Review: In ‘Christopher Robin,’ the Hundred Acre Wood Grows Up

“Christopher Robin” answers a question that has weighed on the minds of all children and former children who bear some affection for Winnie the Pooh, Piglet and the rest of the Hundred Acre Wood. Namely, what if Christopher Robin grew up to become a giant stick in the mud?

After flashing forward through the character’s boyhood; courtship of his eventual wife, Evelyn (Hayley Atwell); and service in World War II, the movie, directed by Marc Forster, finds Christopher (Ewan McGregor) working as an efficiency specialist for a luggage company.

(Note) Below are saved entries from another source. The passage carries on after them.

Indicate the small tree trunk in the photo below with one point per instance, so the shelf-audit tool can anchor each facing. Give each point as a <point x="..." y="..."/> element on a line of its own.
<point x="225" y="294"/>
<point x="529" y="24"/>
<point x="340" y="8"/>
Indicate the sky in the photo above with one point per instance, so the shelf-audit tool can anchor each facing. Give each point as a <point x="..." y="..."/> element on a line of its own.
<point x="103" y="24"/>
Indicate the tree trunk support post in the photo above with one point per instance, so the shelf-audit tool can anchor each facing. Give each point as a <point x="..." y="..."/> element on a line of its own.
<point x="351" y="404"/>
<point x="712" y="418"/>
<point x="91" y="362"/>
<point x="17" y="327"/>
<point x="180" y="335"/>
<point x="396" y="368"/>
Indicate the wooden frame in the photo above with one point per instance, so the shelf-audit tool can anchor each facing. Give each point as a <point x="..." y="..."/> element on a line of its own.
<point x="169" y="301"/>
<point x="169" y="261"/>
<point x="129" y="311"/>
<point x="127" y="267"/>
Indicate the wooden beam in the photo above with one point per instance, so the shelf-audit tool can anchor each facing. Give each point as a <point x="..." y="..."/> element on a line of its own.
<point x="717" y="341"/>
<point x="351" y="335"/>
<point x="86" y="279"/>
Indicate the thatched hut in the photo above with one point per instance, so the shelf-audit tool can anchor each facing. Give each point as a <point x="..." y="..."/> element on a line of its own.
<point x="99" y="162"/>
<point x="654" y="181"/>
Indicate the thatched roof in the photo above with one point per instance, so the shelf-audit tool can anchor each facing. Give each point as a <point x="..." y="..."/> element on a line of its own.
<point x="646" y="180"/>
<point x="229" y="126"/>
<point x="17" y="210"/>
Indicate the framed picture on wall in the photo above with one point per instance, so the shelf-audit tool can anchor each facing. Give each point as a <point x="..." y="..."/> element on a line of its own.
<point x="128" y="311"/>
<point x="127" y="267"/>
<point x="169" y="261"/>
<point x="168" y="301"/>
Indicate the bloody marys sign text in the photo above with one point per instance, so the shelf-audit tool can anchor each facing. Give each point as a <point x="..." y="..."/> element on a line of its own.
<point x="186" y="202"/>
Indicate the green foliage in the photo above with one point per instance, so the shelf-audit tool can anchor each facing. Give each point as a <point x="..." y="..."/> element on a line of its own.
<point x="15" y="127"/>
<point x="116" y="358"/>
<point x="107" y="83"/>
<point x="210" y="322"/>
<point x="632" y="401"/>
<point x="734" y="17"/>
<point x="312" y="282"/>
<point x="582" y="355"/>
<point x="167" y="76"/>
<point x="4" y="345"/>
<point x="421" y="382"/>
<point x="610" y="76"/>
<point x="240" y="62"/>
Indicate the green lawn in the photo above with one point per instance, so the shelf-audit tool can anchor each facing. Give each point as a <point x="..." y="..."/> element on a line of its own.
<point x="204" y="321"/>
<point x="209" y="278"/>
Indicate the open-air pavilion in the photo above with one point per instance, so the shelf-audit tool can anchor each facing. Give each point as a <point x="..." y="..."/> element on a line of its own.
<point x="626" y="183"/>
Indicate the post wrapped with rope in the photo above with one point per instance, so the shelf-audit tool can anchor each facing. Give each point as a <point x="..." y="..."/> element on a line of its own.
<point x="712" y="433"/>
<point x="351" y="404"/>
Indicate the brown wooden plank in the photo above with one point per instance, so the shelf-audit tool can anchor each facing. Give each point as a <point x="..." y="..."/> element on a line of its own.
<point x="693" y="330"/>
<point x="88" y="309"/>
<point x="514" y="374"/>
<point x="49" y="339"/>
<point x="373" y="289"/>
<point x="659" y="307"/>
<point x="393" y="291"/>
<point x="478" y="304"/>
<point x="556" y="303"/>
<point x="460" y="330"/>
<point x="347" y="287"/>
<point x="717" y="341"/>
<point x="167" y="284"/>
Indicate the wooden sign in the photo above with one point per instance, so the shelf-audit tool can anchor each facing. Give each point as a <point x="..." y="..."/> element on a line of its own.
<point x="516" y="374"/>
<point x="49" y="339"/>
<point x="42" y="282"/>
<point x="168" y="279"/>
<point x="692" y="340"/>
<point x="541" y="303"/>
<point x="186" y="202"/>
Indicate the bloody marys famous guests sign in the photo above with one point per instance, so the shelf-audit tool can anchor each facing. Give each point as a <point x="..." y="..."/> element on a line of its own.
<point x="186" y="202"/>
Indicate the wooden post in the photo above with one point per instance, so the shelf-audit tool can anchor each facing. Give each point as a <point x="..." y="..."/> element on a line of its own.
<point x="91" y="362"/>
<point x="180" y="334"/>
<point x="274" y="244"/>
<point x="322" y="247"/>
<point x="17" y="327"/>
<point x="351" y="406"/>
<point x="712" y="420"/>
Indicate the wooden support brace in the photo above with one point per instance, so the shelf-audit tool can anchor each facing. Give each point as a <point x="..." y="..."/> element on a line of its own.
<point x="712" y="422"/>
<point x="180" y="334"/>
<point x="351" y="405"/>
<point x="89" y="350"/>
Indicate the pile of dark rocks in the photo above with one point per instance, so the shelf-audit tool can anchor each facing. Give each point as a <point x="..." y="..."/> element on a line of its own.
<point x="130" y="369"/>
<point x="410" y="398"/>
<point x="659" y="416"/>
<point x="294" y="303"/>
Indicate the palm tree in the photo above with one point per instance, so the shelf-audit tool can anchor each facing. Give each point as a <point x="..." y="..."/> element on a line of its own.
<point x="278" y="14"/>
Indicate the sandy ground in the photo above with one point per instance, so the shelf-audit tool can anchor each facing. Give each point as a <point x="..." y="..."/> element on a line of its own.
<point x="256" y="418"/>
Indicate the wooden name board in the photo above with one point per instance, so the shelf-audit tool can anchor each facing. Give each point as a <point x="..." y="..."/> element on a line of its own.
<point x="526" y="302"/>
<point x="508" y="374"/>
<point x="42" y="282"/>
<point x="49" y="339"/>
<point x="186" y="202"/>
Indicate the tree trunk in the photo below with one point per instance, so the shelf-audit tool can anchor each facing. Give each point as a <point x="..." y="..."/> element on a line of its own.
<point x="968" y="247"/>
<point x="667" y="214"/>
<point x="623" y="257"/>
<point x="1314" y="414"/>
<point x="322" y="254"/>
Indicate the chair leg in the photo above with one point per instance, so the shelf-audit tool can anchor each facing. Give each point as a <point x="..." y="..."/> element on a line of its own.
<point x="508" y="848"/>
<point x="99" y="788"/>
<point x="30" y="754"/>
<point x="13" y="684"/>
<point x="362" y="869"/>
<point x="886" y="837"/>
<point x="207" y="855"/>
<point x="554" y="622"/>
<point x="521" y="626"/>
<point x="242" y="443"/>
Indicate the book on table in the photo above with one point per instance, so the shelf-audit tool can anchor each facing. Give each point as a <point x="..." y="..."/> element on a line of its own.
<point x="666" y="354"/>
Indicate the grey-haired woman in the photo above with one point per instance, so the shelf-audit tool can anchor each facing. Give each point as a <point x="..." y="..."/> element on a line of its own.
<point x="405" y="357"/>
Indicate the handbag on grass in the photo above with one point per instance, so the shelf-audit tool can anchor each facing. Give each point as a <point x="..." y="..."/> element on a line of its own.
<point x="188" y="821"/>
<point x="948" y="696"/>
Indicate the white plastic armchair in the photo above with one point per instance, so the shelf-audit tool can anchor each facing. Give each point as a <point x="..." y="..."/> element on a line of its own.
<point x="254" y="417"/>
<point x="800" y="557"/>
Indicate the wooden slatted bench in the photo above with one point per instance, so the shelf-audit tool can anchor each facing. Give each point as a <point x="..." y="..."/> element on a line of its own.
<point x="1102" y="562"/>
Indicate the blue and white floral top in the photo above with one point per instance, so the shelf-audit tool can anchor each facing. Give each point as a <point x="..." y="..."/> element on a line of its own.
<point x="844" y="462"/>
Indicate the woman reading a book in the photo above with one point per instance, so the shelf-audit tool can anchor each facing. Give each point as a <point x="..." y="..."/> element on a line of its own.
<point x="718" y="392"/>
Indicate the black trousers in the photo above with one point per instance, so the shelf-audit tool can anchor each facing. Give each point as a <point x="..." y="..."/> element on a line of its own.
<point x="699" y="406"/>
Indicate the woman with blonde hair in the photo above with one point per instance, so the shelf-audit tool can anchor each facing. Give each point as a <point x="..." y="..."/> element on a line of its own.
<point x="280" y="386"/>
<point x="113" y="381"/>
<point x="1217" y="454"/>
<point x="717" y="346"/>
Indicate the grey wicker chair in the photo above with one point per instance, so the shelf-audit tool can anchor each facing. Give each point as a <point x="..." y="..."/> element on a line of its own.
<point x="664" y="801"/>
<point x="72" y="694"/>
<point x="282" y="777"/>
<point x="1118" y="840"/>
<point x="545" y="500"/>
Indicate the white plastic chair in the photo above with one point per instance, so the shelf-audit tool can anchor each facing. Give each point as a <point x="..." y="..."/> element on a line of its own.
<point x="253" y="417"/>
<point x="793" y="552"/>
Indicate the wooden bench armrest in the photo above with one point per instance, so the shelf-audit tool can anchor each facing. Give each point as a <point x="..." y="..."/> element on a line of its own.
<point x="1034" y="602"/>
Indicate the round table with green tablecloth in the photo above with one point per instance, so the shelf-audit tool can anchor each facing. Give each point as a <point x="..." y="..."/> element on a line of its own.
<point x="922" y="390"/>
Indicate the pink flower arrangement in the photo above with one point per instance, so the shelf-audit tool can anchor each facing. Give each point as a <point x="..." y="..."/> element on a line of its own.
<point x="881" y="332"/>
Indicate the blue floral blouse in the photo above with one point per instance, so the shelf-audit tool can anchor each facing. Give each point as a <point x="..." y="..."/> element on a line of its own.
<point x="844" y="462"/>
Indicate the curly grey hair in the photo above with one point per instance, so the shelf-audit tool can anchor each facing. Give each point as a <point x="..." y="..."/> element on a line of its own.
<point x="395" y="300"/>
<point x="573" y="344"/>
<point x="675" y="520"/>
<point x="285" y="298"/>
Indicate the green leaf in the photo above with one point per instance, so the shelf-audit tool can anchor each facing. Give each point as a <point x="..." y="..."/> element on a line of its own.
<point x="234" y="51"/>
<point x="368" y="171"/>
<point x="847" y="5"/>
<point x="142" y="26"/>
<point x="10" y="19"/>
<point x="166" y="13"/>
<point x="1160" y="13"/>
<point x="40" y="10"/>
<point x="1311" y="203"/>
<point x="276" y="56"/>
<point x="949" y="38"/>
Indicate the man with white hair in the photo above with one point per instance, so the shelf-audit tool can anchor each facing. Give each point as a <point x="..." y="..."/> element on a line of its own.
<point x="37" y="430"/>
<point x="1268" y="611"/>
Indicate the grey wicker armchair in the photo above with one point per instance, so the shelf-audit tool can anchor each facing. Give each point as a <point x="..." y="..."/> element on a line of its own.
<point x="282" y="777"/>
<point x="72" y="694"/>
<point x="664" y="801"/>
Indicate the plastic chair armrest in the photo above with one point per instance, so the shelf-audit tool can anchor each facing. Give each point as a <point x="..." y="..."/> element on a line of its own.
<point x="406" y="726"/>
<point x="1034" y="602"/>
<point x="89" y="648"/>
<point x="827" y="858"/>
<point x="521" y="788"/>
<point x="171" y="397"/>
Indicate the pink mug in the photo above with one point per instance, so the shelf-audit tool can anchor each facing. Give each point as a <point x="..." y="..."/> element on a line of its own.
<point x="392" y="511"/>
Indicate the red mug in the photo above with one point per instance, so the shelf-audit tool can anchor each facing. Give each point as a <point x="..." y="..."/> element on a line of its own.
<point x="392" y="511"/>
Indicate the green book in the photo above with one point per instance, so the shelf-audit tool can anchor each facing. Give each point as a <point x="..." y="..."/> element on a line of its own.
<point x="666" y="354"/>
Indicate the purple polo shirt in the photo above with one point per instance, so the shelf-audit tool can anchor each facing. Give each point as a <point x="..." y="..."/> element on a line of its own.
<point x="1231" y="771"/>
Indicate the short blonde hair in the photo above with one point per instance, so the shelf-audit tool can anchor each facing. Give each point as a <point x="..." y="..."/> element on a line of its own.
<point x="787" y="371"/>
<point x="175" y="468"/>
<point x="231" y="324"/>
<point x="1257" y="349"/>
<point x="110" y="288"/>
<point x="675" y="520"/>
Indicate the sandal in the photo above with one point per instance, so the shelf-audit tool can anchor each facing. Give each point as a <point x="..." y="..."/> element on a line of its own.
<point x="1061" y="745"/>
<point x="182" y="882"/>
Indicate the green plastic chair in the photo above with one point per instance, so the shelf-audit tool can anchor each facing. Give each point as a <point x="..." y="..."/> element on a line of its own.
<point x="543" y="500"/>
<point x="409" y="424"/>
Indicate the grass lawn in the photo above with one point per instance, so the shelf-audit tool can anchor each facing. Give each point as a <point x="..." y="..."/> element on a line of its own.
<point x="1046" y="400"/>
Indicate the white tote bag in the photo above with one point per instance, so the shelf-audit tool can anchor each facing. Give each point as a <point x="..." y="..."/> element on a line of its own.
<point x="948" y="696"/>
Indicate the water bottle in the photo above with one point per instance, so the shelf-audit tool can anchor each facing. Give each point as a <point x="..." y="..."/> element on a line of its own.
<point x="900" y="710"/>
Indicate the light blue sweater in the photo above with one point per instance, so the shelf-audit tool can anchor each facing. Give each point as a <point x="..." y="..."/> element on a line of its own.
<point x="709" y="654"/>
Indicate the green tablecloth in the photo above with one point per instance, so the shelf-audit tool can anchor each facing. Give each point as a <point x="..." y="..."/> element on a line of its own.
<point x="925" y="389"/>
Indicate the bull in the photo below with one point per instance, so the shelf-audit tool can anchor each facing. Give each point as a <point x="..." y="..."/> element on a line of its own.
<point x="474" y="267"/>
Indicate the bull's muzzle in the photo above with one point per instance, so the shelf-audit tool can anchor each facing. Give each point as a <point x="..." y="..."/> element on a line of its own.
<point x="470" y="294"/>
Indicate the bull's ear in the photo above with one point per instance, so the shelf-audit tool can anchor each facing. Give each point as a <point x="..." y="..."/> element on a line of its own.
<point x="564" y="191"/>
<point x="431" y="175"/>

Forced to work the weekend — job losses are imminent, a conundrum on which Pooh’s wisdom is amusingly brought to bear — he has no compunctions about abandoning his wife and daughter, Madeline (Bronte Carmichael), who had planned to get away from the city.

Following the rules of the Narnia wardrobe, Pooh (voiced by the veteran Pooh vocalist Jim Cummings) passes through the hollow of a tree and appears in London to rekindle Christopher’s playful instincts.

And once “Christopher Robin” softens its insufferable, needlessly cynical conception of the title character, it offers more or less what a Pooh reboot should: a lot of nostalgia, a bit of humor (Brad Garrett’s vocal deadpanning as Eeyore is a standout) and tactile computer animation that, even for the effects-jaded, makes it look as if the actors are interacting with real stuffed animals. (Tigger has been worn down to beige tones.) The contemporary in-jokes are kept to a minimum (O.K., Tigger says “let’s bounce”), and the movie as a whole feels pleasingly old-fashioned.

Rated PG. Running time: 1 hour 44 minutes.